Exxon has been a very well run company for many years. Merging with Mobil in the late nineties, Exxon has consistently avoided negative PR, made timely acquisitions, and showed solid oil production increases until recently. The stock has done well during the recent nearly six month market rally as well.

Rallying around 20% from the summer lows, Exxon shares are today at their fifty-two week high.

However, when we compare Exxon to other oil producers over the last several years, the company's shares have clearly lagged that the performance of most stocks in the energy sector on a fairly consistent basis.

While the OIH is an oil service index, it is still notable that Exxon has underperformed most oil service stocks by nearly 40% in the last two years.

Exxon share have similarly lagged most smaller oil producers, as well as the S&P 500 and its tracking exchange traded fund SPY.

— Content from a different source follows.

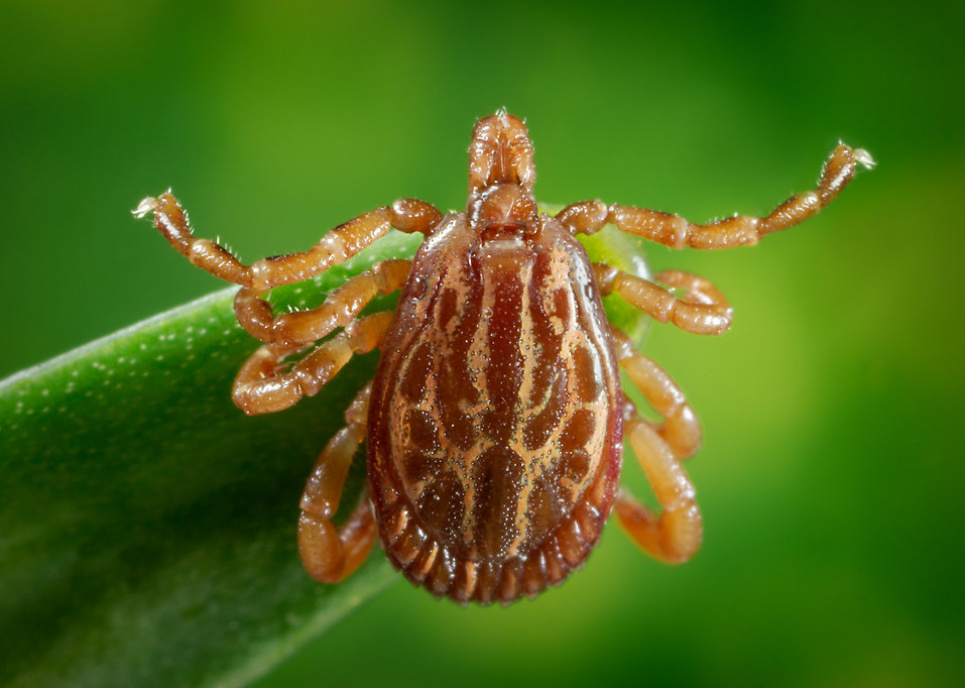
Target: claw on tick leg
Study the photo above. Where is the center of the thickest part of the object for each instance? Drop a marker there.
(144, 207)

Unfortunately, the story for investors with Exxon appears to be over. While Exxon has been able to grow their oil and gas production numbers for many years, today the company's market cap is over 400 billion dollars. Exxon also now gets over 60% of its total production from natural gas. Exxon's management team is also committed to continuing to maximize natural gas production with XTO's new drilling techniques no matter where prices go.

While Exxon's merger with Mobil and subsequent acquisitions have largely gone well, their acquisition of XTO, largely a move to increase their position in natural gas, could not have been more poorly timed. Today companies like Chesapeake Energy (CHK) and Conoco-Phillips (COP) have already talked about massively reduced expenditures and commitment to new natural gas drilling project.

Also, while Exxon's profits have become increasingly tied to lower margin natural gas production, their oil production numbers continue to disappoint as well. Exxon's fourth quarter earnings report showed just a 1% production increase on a year-to-year basis, despite a significant rise in the price of oil during the year. Exxon also recently reported a significant drop in their fourth quarter oil production numbers in Europe and Africa, where the company gets nearly a third of its total production today.

To conclude, while Exxon has been a great stock and continues to be a very well run company, Exxon shares have lagged the performance of the energy sector for some time. While stocks like Apple (AAPL) and tracking ETFs for the S&P 500 like SPY have rallied more than the most energy stocks during the current rally, Exxon continues to underperform its peers in the energy sector as well.

While the biggest companies often get the most attention, often times the best value is elsewhere. With smaller oil companies like Apache (APA) and EGO Resources (EGO) raising their oil production numbers at around 10% a year, Exxon's shares are likely to continue to underperform the overall energy sector.